Lars Risan, a Norwegian anthropologist leading a group of researchers at the university of Oslo studying “The Political Economy of Free/Open Software” recently put up an interesting blog post about the Launchpad technical infrastructure’s effects on the relationship between Ubuntu and various upstreams, both with regards to Debian, but also with regards to the translation work done through Rosetta as opposed to directly in the upstream.

Risan raises some relevant issues that have received much discussion within the Free Software communities around Ubuntu, namely: What is Canonical’s intended purpose with Launchpad, and why isn’t it Free Software?

He finds that the main lines of argument revolves around the fact that Launchpad is Canonical’s flagship investment, and that the promises of freeing the Launchpad source code will only be kept once Canonical has secured the market for Open Source infrastructure, and that Canonical much like Google seeks to trade in free web services to profit from the unhindered access to the data – the translations, source code, bug reports, specifications and support tickets handled by the system.

While Mark Shuttleworth’s reply to these claims emphasizes that he has no problem if people prefer to use something like Pootle instead. And he concludes:

One thing I can say, though, is that a web service (or even a remote app service) can never create the same level of pain that a proprietary OS can do. Having watched what Microsoft has done, I’m largely motivated by a desire to ensure that countries like South Africa never have to pay a tax like that again.

And that’s fine. Like Google, Launchpad is intended to provide a service which you can choose to use or not. But as Risan points out, the service still isn’t very good. In his case study of how Rosetta works, he concludes:

At the moment, then, Rosetta seems not to be Adding Value ™. It is just adding mess. Neither is it evil. It is just bad.

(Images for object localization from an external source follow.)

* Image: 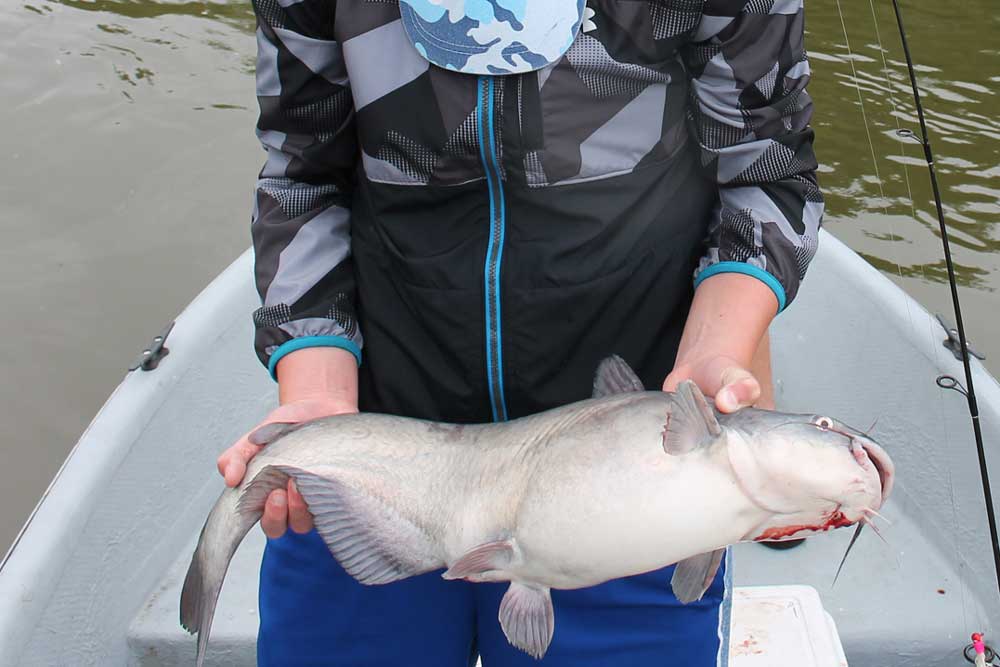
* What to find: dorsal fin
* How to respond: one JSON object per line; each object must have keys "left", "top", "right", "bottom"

{"left": 662, "top": 381, "right": 722, "bottom": 455}
{"left": 592, "top": 355, "right": 645, "bottom": 398}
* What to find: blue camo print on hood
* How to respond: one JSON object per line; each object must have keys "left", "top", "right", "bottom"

{"left": 398, "top": 0, "right": 587, "bottom": 74}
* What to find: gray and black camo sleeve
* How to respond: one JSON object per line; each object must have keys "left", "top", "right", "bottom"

{"left": 249, "top": 0, "right": 363, "bottom": 375}
{"left": 683, "top": 0, "right": 824, "bottom": 310}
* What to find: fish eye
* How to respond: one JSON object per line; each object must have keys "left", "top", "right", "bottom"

{"left": 815, "top": 417, "right": 833, "bottom": 430}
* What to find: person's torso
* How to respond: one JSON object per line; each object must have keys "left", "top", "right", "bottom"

{"left": 335, "top": 0, "right": 703, "bottom": 191}
{"left": 336, "top": 1, "right": 717, "bottom": 422}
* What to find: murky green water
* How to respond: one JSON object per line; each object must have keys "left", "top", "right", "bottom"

{"left": 807, "top": 0, "right": 1000, "bottom": 366}
{"left": 1, "top": 0, "right": 997, "bottom": 552}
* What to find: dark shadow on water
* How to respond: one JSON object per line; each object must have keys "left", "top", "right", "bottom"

{"left": 48, "top": 0, "right": 255, "bottom": 31}
{"left": 858, "top": 253, "right": 994, "bottom": 291}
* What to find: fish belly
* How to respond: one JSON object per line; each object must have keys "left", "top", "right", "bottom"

{"left": 509, "top": 449, "right": 736, "bottom": 589}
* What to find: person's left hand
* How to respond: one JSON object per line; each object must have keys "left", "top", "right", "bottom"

{"left": 662, "top": 354, "right": 760, "bottom": 414}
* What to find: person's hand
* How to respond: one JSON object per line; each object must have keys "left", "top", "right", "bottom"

{"left": 217, "top": 397, "right": 357, "bottom": 537}
{"left": 662, "top": 354, "right": 760, "bottom": 414}
{"left": 662, "top": 272, "right": 777, "bottom": 413}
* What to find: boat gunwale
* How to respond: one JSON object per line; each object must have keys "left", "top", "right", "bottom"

{"left": 2, "top": 233, "right": 999, "bottom": 663}
{"left": 0, "top": 249, "right": 255, "bottom": 662}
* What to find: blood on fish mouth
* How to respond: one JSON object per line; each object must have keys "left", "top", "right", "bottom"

{"left": 755, "top": 508, "right": 854, "bottom": 541}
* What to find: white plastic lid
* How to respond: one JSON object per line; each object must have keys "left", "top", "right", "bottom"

{"left": 729, "top": 585, "right": 849, "bottom": 667}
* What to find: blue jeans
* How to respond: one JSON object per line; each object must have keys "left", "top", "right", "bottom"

{"left": 258, "top": 529, "right": 731, "bottom": 666}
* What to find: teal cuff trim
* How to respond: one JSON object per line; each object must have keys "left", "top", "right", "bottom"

{"left": 267, "top": 335, "right": 362, "bottom": 381}
{"left": 694, "top": 262, "right": 787, "bottom": 313}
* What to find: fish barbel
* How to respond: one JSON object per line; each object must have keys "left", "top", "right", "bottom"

{"left": 180, "top": 356, "right": 894, "bottom": 663}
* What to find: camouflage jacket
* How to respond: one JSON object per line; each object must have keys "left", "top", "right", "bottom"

{"left": 250, "top": 0, "right": 823, "bottom": 416}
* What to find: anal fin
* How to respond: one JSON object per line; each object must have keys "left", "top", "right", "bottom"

{"left": 278, "top": 465, "right": 443, "bottom": 585}
{"left": 499, "top": 582, "right": 555, "bottom": 659}
{"left": 670, "top": 548, "right": 725, "bottom": 603}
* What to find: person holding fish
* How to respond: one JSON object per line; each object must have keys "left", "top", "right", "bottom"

{"left": 216, "top": 1, "right": 824, "bottom": 664}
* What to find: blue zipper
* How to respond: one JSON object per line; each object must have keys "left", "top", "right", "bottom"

{"left": 476, "top": 76, "right": 509, "bottom": 422}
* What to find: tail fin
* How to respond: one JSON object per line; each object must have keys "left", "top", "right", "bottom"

{"left": 180, "top": 467, "right": 287, "bottom": 667}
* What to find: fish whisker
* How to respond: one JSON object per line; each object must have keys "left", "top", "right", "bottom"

{"left": 862, "top": 506, "right": 892, "bottom": 525}
{"left": 863, "top": 516, "right": 889, "bottom": 545}
{"left": 833, "top": 522, "right": 865, "bottom": 586}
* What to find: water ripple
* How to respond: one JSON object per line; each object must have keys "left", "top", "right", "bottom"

{"left": 810, "top": 0, "right": 999, "bottom": 292}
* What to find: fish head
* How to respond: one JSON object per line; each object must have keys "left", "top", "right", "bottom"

{"left": 720, "top": 409, "right": 895, "bottom": 542}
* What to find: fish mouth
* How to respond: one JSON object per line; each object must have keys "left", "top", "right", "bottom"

{"left": 823, "top": 421, "right": 895, "bottom": 506}
{"left": 852, "top": 437, "right": 895, "bottom": 506}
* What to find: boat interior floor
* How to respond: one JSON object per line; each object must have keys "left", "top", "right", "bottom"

{"left": 128, "top": 488, "right": 979, "bottom": 667}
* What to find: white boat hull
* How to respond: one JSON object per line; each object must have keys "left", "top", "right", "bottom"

{"left": 2, "top": 231, "right": 997, "bottom": 665}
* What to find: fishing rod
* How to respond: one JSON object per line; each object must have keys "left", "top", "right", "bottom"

{"left": 887, "top": 0, "right": 1000, "bottom": 601}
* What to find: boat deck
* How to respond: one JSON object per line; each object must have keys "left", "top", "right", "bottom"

{"left": 127, "top": 493, "right": 974, "bottom": 666}
{"left": 3, "top": 233, "right": 997, "bottom": 665}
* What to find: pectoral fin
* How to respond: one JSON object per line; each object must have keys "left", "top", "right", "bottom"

{"left": 592, "top": 355, "right": 645, "bottom": 398}
{"left": 498, "top": 582, "right": 555, "bottom": 659}
{"left": 248, "top": 422, "right": 304, "bottom": 446}
{"left": 670, "top": 548, "right": 725, "bottom": 603}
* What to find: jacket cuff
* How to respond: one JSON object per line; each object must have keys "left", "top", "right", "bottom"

{"left": 267, "top": 335, "right": 362, "bottom": 381}
{"left": 694, "top": 261, "right": 787, "bottom": 314}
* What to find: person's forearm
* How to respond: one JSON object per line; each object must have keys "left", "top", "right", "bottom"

{"left": 674, "top": 273, "right": 777, "bottom": 372}
{"left": 750, "top": 331, "right": 775, "bottom": 410}
{"left": 663, "top": 273, "right": 777, "bottom": 411}
{"left": 275, "top": 347, "right": 359, "bottom": 408}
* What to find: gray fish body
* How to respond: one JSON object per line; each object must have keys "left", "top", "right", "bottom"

{"left": 250, "top": 393, "right": 760, "bottom": 586}
{"left": 181, "top": 358, "right": 894, "bottom": 663}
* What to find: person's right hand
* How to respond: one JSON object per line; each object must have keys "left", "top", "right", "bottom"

{"left": 217, "top": 397, "right": 357, "bottom": 538}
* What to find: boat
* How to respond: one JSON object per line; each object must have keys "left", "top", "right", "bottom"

{"left": 1, "top": 230, "right": 997, "bottom": 666}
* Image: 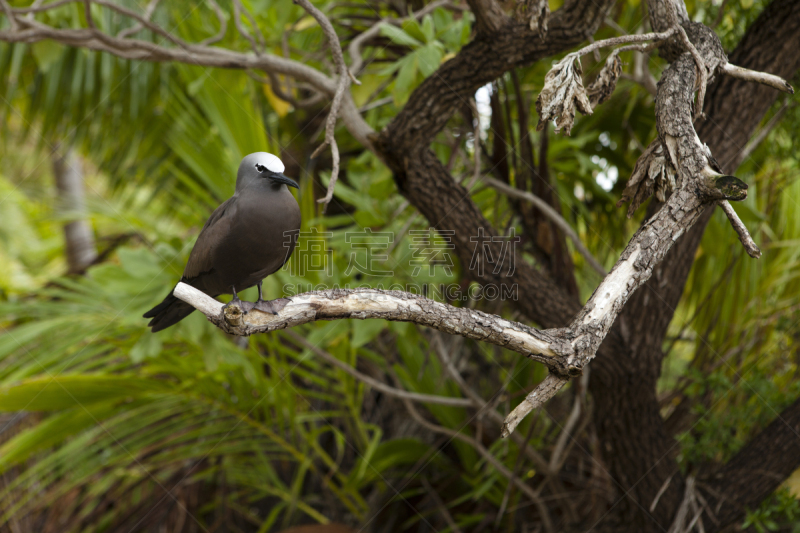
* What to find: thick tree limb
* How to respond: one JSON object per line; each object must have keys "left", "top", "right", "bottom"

{"left": 465, "top": 0, "right": 508, "bottom": 34}
{"left": 592, "top": 0, "right": 800, "bottom": 529}
{"left": 173, "top": 282, "right": 567, "bottom": 371}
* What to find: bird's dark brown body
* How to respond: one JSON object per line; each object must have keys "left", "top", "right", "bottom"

{"left": 144, "top": 153, "right": 301, "bottom": 332}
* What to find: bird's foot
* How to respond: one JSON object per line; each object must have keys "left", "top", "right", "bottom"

{"left": 253, "top": 297, "right": 292, "bottom": 315}
{"left": 223, "top": 294, "right": 255, "bottom": 314}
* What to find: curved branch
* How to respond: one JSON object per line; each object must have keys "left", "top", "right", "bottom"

{"left": 292, "top": 0, "right": 358, "bottom": 212}
{"left": 172, "top": 282, "right": 565, "bottom": 371}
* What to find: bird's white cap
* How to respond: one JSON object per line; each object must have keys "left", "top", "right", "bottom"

{"left": 252, "top": 152, "right": 285, "bottom": 174}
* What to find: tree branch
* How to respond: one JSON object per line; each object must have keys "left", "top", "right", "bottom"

{"left": 172, "top": 282, "right": 567, "bottom": 372}
{"left": 717, "top": 200, "right": 761, "bottom": 258}
{"left": 719, "top": 62, "right": 794, "bottom": 94}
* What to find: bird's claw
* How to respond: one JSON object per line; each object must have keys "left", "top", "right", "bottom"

{"left": 253, "top": 298, "right": 291, "bottom": 315}
{"left": 223, "top": 295, "right": 254, "bottom": 314}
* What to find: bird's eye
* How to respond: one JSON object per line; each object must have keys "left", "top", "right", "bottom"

{"left": 255, "top": 163, "right": 268, "bottom": 173}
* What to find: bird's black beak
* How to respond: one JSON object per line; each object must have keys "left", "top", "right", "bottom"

{"left": 270, "top": 173, "right": 299, "bottom": 189}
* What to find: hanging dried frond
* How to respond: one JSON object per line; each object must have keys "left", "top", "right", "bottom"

{"left": 535, "top": 55, "right": 593, "bottom": 135}
{"left": 617, "top": 140, "right": 678, "bottom": 217}
{"left": 587, "top": 51, "right": 623, "bottom": 108}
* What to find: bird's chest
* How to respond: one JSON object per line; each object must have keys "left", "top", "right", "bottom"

{"left": 229, "top": 189, "right": 300, "bottom": 264}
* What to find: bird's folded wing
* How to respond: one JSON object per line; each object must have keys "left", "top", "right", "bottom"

{"left": 183, "top": 196, "right": 238, "bottom": 281}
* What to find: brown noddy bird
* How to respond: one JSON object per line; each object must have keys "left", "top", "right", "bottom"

{"left": 144, "top": 152, "right": 301, "bottom": 332}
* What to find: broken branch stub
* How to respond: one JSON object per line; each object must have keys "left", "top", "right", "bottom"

{"left": 535, "top": 55, "right": 593, "bottom": 135}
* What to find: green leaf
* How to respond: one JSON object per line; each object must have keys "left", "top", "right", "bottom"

{"left": 379, "top": 23, "right": 422, "bottom": 48}
{"left": 392, "top": 53, "right": 418, "bottom": 106}
{"left": 416, "top": 42, "right": 444, "bottom": 77}
{"left": 129, "top": 332, "right": 163, "bottom": 363}
{"left": 401, "top": 18, "right": 428, "bottom": 43}
{"left": 421, "top": 15, "right": 435, "bottom": 43}
{"left": 0, "top": 375, "right": 167, "bottom": 411}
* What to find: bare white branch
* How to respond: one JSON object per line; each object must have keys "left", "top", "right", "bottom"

{"left": 173, "top": 282, "right": 563, "bottom": 368}
{"left": 720, "top": 62, "right": 794, "bottom": 95}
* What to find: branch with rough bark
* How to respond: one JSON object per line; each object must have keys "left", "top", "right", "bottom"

{"left": 173, "top": 282, "right": 566, "bottom": 370}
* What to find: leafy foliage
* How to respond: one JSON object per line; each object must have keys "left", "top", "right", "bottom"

{"left": 0, "top": 0, "right": 798, "bottom": 531}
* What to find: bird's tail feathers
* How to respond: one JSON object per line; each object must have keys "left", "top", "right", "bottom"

{"left": 143, "top": 288, "right": 195, "bottom": 332}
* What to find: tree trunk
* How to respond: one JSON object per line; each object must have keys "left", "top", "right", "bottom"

{"left": 52, "top": 147, "right": 97, "bottom": 274}
{"left": 588, "top": 0, "right": 800, "bottom": 529}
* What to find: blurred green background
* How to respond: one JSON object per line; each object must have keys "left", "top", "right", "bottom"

{"left": 0, "top": 0, "right": 798, "bottom": 531}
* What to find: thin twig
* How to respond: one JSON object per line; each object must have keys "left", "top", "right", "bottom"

{"left": 712, "top": 0, "right": 731, "bottom": 28}
{"left": 247, "top": 70, "right": 325, "bottom": 108}
{"left": 83, "top": 0, "right": 95, "bottom": 29}
{"left": 717, "top": 200, "right": 761, "bottom": 258}
{"left": 738, "top": 98, "right": 792, "bottom": 162}
{"left": 401, "top": 397, "right": 555, "bottom": 533}
{"left": 494, "top": 417, "right": 538, "bottom": 527}
{"left": 117, "top": 0, "right": 160, "bottom": 39}
{"left": 0, "top": 0, "right": 19, "bottom": 31}
{"left": 429, "top": 332, "right": 552, "bottom": 473}
{"left": 199, "top": 0, "right": 228, "bottom": 46}
{"left": 293, "top": 0, "right": 359, "bottom": 213}
{"left": 232, "top": 0, "right": 263, "bottom": 55}
{"left": 284, "top": 330, "right": 474, "bottom": 407}
{"left": 421, "top": 478, "right": 464, "bottom": 533}
{"left": 348, "top": 0, "right": 452, "bottom": 75}
{"left": 675, "top": 25, "right": 709, "bottom": 120}
{"left": 569, "top": 26, "right": 677, "bottom": 60}
{"left": 481, "top": 175, "right": 606, "bottom": 276}
{"left": 548, "top": 370, "right": 587, "bottom": 472}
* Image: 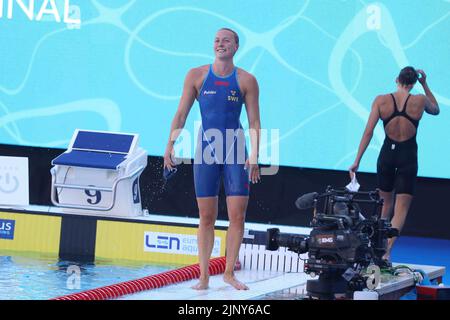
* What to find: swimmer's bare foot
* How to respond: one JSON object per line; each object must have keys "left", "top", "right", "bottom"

As Risan does well to show in his paper, it is not a matter of whether Rosetta technically offers the necessary capabilities, but rather whether the infrastructure can work with the various upstreams – in Risan’s case the Norwegian translators of KDE – to make sure the latest translations are available in distributions like Ubuntu which depend on Launchpad for its translations.

The problem is that with Risan’s translations, Rosetta has simply supplanted the Norwegian KDE translators as the translation upstream, thus actually segregating the community rather than uniting it. And the reason for this may exactly be the Norwegian KDE translators’ hesitancy to drop Kbabel and other tools for Launchpad and Rosetta – a platform which many Free Software developers still do not entirely trust, nor will be willing to use until it becomes Free Software itself, or at least until it becomes so good that it would be too much work to build an alternative – like Google.

In this way, the adoption of Launchpad continues to be slow, not because of any bad intent from its architects or lack of interest from its potential users, but because it has been built without consideration for the social connections within and between Free Software projects.

Indeed, Launchpad is often described as seeking to “automate social connections between projects” so that patches and data can be exchanged as smoothly as possible with a minimum inter-community flame-wars (this fits quite well with Ubuntu’s relationship to Debian, where a number of developers continue – rightly or wrongly – to be unhappy with the patches that Ubuntu send back upstream).

When the project started, the Launchpad developers mapped out all the software repositories of the Free Software world and linked them together, but they did not map out the flow of information between these repositories or how its active inhabitants collaborate. Thus Launchpad does not reflect how the upstreams work, limiting their willingness to adopt it, and since they can’t customize it to fit their needs as they would otherwise do – the source code is still unavailable, after all – they simply stay away.

Unlike Google – whose services generally are so easy to use that they require little or no customization, Canonical’s Launchpad is a intricate behemoth of details. Even core Ubuntu developers who use it everyday do get lost in the system from time to time. It cannot be optimized for a single use case, since Free Software projects, though they appear much alike, have subtly and vastly different ways of collaborating – both due to community structures and dynamics, but mostly because of the many different tools they use.

Having the data is not enough. Understanding and incorporating the work flow of the upstreams is also necessary. And nobody will be able to do that better than the upstreams themselves.

This constant negotiation between the technical and the social is the main theme of my thesis, and though I can’t delve into the entirety of Launchpad, I do hope to elaborate further on some of these ideas about the role of technical infrastructure in Free Software projects.